Ricercare

 

(It. : ‘to search out’).

Term originally used for a lute or keyboard piece of preludial character, later for an imitative piece similar in scope to the fantasia or the fugue. The title (the French equivalent is recherché;) implies a piece of a complex or esoteric nature.

The term first occurs in Spinacino's Intabulatura de lauto, libro primo (1507), for pieces designed to try out the tuning of an instrument. The style was transferred to the keyboard in M. A. Cavazzoni's Recerchari, motetti, canzoni (1523). Examples of the non-imitative ricercare for solo viol are found in the works of Ganassi and Ortiz, where the term bears a didactic connotation.

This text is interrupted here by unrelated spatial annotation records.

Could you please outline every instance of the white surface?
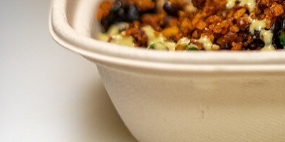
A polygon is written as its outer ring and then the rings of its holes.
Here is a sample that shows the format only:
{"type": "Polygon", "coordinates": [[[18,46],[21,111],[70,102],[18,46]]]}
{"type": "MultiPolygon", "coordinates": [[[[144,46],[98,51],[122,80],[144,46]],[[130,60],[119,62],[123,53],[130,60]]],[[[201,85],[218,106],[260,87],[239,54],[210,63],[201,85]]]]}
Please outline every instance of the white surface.
{"type": "Polygon", "coordinates": [[[49,5],[0,1],[0,141],[135,141],[95,65],[51,38],[49,5]]]}

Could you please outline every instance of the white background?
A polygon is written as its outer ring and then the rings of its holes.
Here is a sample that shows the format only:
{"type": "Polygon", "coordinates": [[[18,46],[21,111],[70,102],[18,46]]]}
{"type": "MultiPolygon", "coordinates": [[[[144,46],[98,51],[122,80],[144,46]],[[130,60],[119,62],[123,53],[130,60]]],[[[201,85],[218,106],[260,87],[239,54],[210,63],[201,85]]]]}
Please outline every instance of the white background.
{"type": "Polygon", "coordinates": [[[0,141],[135,141],[95,64],[52,40],[50,3],[0,1],[0,141]]]}

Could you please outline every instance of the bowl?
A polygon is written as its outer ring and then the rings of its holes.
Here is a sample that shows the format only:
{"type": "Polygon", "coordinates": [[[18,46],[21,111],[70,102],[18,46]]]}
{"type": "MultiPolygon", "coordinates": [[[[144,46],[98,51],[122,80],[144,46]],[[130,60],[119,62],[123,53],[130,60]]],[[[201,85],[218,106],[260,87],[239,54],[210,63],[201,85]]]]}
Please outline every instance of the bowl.
{"type": "Polygon", "coordinates": [[[95,39],[100,0],[53,0],[50,33],[96,65],[139,141],[284,141],[285,52],[167,52],[95,39]]]}

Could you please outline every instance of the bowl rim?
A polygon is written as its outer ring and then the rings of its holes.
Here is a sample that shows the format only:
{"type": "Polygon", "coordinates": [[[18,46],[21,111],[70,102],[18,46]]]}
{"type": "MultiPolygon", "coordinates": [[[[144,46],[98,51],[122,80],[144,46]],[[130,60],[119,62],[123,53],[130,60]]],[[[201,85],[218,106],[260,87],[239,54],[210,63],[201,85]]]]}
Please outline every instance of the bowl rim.
{"type": "Polygon", "coordinates": [[[78,34],[68,23],[68,0],[53,0],[49,31],[62,46],[96,62],[152,70],[204,71],[284,71],[285,51],[147,50],[105,42],[78,34]]]}

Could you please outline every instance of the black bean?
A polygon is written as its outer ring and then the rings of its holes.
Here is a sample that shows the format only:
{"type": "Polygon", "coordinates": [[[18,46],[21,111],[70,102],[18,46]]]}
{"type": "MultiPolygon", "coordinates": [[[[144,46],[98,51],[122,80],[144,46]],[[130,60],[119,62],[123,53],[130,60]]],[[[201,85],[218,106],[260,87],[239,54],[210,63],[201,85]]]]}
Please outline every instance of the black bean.
{"type": "Polygon", "coordinates": [[[130,22],[140,19],[140,13],[137,7],[128,3],[117,0],[110,10],[109,15],[101,21],[105,31],[108,31],[111,25],[118,22],[130,22]]]}
{"type": "Polygon", "coordinates": [[[281,44],[279,36],[285,31],[285,19],[279,17],[271,26],[273,32],[272,43],[276,49],[284,49],[284,47],[281,44]]]}

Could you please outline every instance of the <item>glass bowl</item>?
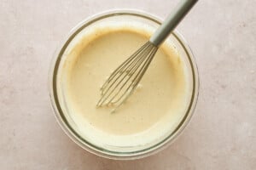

The origin of the imitative ricercare is uncertain. The ensemble ricercares in Musica nova (1540) are in an imitative motet style. But the type may have arisen not from vocal music but from the occasional use of imitation in preludial ricercares such as Cavazzoni's. The early imitative organ ricercare is represented by four examples in G. Cavazzoni's Intavolatura cioe recercari canzoni himni magnificati (1543). Many early collections, including Willaert's, have title-pages indicating their suitability for voice, organ or other instruments. The monothematic ricercare (akin to the early Fantasia) appears first in 1547 and was developed by A. Gabrieli, whose organ ricercares use contrapuntal devices that foreshadow the fugue. The highpoint was reached in the work of Frescobaldi, whose later examples (in Fiori musical), 1635) were among those designed to replace the liturgical offertory.

In Austria and Germany Frescobaldi's severe manner was continued in the ricercares of Froberger. Other German composers include Krieger and Pachelbel, but the form underwent no rejuvenation until Bach, who revived the term for two fugal pieces in the Musical Offering. Modern composers who have used the term have mostly implied by it a severe fugue with archaic mannerisms.